Understanding the Fedora/CentOS bootc filesystem layout

This section briefly re-summarizes some of the content that is in the upstream bootc filesystem documentation. Please consult that for more.

composefs

A first important difference between Fedora/CentOS bootc and other ostree-using variants in Fedora derivatives is that Fedora/CentOS bootc enables the use of composefs for the root filesystem by default.

However, this use of composefs is in an "unsigned" mode; when targeting a filesystem with fs-verity enabled, then fs-verity will be turned on. However, no signature verification is enforced for default installations.

Writable at build time, readonly at runtime

With just the two exceptions below, all directories are writable as part of a container build; but once deployed (onto a physical or virtual machine) bootc defaults to presenting the image content as read-only.
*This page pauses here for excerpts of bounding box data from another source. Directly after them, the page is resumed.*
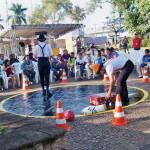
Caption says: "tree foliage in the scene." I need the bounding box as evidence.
[70,6,86,24]
[42,0,72,24]
[7,3,27,25]
[28,6,49,24]
[0,15,4,30]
This is similar to a semantic similar to that accessible with podman run --read-only for application container images.

Filesystem bind mount: /etc

The /etc directory is persistent, mutable machine local state by default. While it appears as a mount point, it is always part of the machine’s local root filesystem.

If for example you inject static IP addresses via Anaconda kickstarts, they will persist here across upgrades.

A 3-way merge is applied across upgrades, with each "deployment" having its own copy of /etc.

It is not supported to attempt to make /etc a distinct physical partition. However, it can be made explicitly "transient"; for more see transient-etc example.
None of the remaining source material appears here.